It’s fairly easy to list the problems that await the next chief executive of Target: a multi-year sales decline, a weakening of its “cheap chic” brand, a troubled expansion into Canada, the lingering resentment in a key demographic group over campaign contributions.
And, of course, the fallout from last year’s giant data breech.
All those things were factors in the departure Monday of CEO and chairman Gregg Steinhafel, but the biggest public attention has gone to the 2013 data breech, which compromised the payment card data of 40 million customers and exposed the personal information of 70 million.
If there is any good to come from that mess, it is the possibility that Steinhafel’s departure will serve as an object lesson for other chief executives: Cybersecurity matters.
Retailers and financial institutions have long regarded credit card fraud and identity theft as merely part of the cost of doing business.

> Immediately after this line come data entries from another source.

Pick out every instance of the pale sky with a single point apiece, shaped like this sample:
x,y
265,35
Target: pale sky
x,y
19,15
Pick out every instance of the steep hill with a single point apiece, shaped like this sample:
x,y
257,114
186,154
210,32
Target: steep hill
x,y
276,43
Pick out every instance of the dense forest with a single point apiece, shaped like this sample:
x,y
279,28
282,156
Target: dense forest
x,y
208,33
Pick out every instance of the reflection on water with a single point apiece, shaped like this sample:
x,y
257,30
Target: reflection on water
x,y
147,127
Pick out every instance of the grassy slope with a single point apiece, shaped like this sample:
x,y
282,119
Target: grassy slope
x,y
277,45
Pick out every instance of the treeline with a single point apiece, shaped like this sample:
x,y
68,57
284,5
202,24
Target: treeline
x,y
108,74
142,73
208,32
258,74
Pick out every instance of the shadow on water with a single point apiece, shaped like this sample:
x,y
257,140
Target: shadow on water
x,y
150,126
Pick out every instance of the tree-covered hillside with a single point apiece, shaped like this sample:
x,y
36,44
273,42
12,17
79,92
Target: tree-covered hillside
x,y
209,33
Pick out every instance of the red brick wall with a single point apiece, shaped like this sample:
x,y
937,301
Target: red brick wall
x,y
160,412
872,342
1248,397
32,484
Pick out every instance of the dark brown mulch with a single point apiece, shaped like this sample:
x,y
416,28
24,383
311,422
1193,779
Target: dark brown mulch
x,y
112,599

Indeed, Target believes most of its direct expenses from the breech will be covered by insurance.
But such breech is considerably more troublesome to the people whose information has been stolen and misused.
The Target breech was massive enough to catch the public’s attention, and big enough to seriously dent consumer confidence in the Minneapolis-based retailer.

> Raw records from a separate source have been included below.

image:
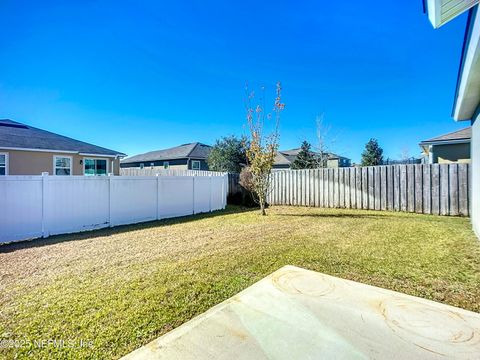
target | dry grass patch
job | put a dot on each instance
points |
(122, 287)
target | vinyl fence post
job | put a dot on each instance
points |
(158, 195)
(193, 195)
(110, 201)
(211, 193)
(44, 200)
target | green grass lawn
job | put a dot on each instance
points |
(121, 288)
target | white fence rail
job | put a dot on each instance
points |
(40, 206)
(167, 172)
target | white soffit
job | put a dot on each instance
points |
(442, 11)
(468, 87)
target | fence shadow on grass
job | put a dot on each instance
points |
(91, 234)
(341, 215)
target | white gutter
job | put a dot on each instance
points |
(58, 151)
(468, 90)
(446, 142)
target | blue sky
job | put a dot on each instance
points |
(139, 76)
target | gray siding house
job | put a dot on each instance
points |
(467, 95)
(285, 158)
(453, 147)
(192, 156)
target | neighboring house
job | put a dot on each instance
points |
(467, 96)
(191, 156)
(285, 158)
(448, 148)
(25, 150)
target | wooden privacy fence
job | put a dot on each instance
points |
(441, 189)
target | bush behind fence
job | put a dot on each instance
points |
(441, 189)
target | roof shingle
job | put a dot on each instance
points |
(192, 150)
(17, 135)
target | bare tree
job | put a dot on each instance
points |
(404, 153)
(323, 140)
(262, 148)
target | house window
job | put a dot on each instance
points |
(195, 165)
(62, 165)
(94, 167)
(3, 164)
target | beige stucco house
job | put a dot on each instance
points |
(25, 150)
(466, 105)
(453, 147)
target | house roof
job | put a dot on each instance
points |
(15, 135)
(194, 150)
(442, 11)
(463, 135)
(286, 157)
(467, 92)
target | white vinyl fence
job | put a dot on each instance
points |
(156, 171)
(39, 206)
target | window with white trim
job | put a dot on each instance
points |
(195, 165)
(94, 167)
(3, 163)
(62, 165)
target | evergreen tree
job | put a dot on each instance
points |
(228, 155)
(373, 154)
(306, 159)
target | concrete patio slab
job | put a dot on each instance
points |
(300, 314)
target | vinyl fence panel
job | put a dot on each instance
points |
(441, 189)
(36, 206)
(175, 196)
(20, 207)
(74, 204)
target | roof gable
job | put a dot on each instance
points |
(16, 135)
(192, 150)
(462, 134)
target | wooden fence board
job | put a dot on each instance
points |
(377, 187)
(427, 189)
(396, 189)
(410, 188)
(353, 192)
(435, 179)
(441, 189)
(347, 187)
(371, 188)
(364, 188)
(418, 179)
(463, 185)
(390, 170)
(383, 188)
(403, 189)
(444, 206)
(453, 189)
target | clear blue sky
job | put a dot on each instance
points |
(137, 76)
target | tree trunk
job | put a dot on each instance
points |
(262, 208)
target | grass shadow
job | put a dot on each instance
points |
(353, 216)
(109, 231)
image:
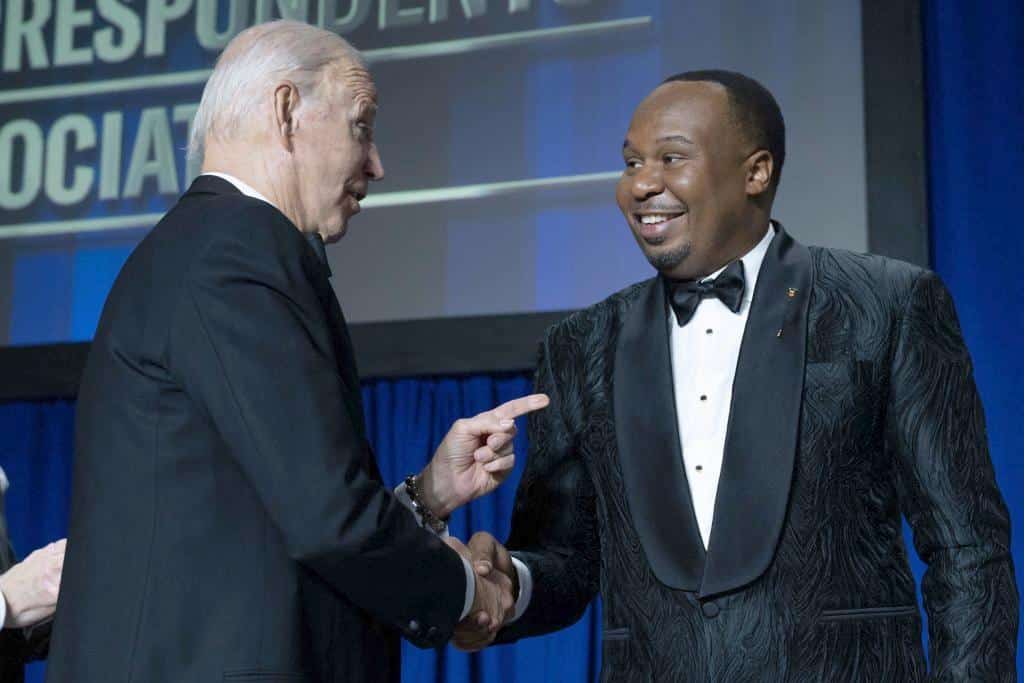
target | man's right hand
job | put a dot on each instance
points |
(31, 587)
(492, 562)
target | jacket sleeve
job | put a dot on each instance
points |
(949, 496)
(252, 346)
(554, 520)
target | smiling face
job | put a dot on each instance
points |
(335, 155)
(690, 180)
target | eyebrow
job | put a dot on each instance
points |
(667, 138)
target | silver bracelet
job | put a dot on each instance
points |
(436, 524)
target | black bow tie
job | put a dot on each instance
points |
(685, 296)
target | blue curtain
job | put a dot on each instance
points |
(975, 108)
(406, 420)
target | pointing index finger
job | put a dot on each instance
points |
(519, 407)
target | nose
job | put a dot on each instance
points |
(646, 183)
(375, 168)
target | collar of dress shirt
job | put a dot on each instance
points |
(245, 187)
(752, 263)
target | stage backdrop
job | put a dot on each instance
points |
(501, 127)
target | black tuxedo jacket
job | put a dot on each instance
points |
(17, 645)
(227, 519)
(853, 402)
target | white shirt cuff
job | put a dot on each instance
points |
(402, 496)
(470, 588)
(525, 588)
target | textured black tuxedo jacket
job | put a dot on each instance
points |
(853, 402)
(17, 646)
(227, 520)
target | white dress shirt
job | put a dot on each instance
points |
(399, 491)
(704, 364)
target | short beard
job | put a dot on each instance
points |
(668, 260)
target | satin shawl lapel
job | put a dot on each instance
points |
(647, 434)
(764, 419)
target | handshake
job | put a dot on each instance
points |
(475, 457)
(497, 591)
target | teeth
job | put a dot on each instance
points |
(651, 218)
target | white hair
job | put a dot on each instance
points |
(256, 57)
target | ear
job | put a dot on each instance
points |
(760, 167)
(286, 102)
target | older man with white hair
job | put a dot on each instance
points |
(228, 520)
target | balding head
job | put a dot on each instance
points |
(254, 62)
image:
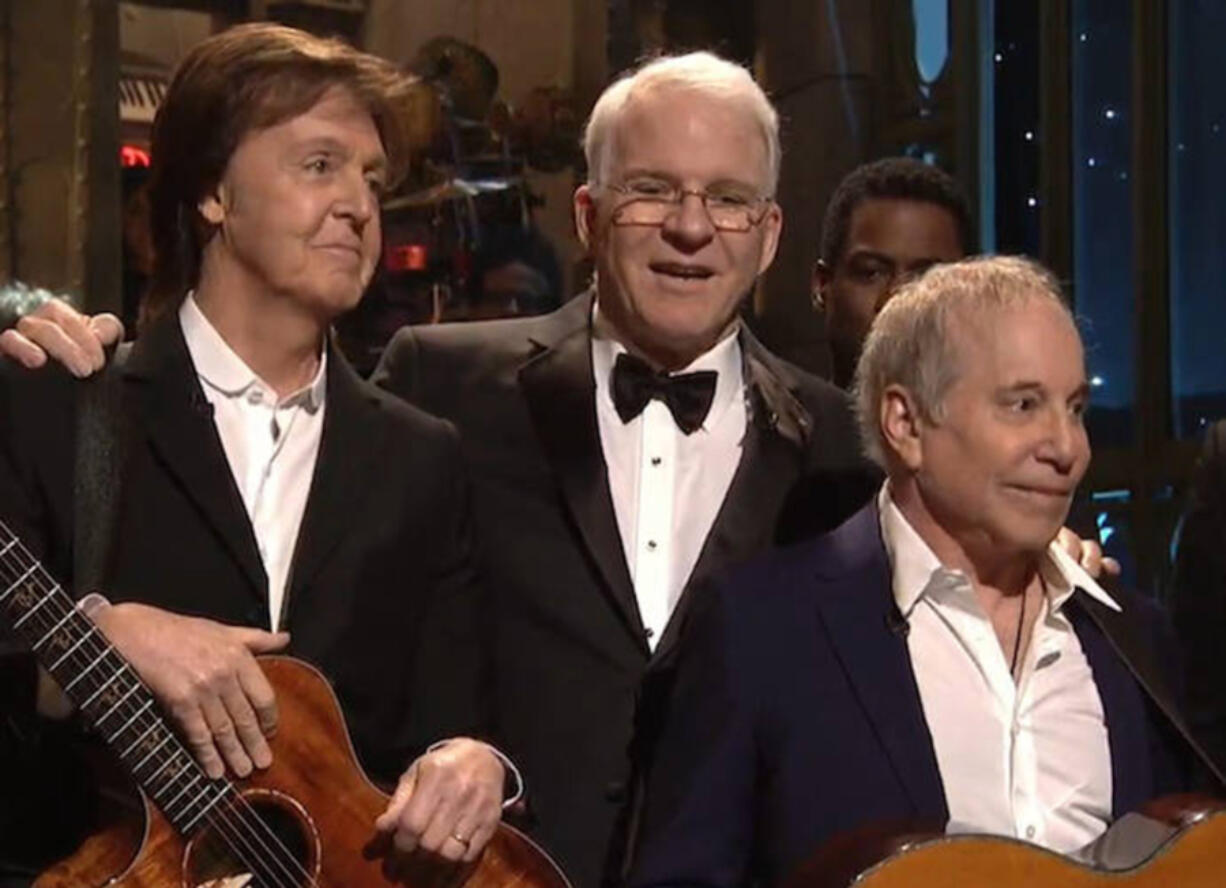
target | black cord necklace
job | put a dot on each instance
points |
(1016, 642)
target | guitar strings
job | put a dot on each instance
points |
(234, 815)
(236, 803)
(58, 612)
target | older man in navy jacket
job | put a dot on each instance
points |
(937, 656)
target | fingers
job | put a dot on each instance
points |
(55, 344)
(450, 802)
(17, 347)
(107, 328)
(200, 738)
(224, 735)
(390, 819)
(65, 335)
(247, 724)
(260, 699)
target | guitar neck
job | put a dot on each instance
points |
(104, 687)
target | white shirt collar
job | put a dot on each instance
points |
(223, 371)
(723, 357)
(913, 564)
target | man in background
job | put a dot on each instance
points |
(887, 222)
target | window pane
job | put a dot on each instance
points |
(1015, 57)
(1102, 214)
(1198, 212)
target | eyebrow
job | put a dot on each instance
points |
(1083, 390)
(645, 173)
(378, 162)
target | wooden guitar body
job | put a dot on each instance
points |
(310, 816)
(1194, 856)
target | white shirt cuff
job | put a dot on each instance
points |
(506, 763)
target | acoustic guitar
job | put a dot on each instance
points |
(1177, 842)
(305, 822)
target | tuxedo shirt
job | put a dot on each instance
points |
(667, 486)
(271, 443)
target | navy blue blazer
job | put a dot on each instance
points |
(797, 716)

Yet five months after the breech became known, Target still has no chief information security officer. There’s nobody in charge there of keeping the thieves out of the computer systems. This is not unique to Target; it is, according to Brian Krebs, the security blogger who exposed the breech, typical of American retailers, even those who’ve been victimized by similar breeches.
The moral of the story is — or should be — that there’s more to electronic payment systems than speed and convenience, more than the data mining that increasingly focuses marketing efforts. Yes, customers want to pay with plastic; but they also want that information secured.
Fail at that, and the customers will lose faith.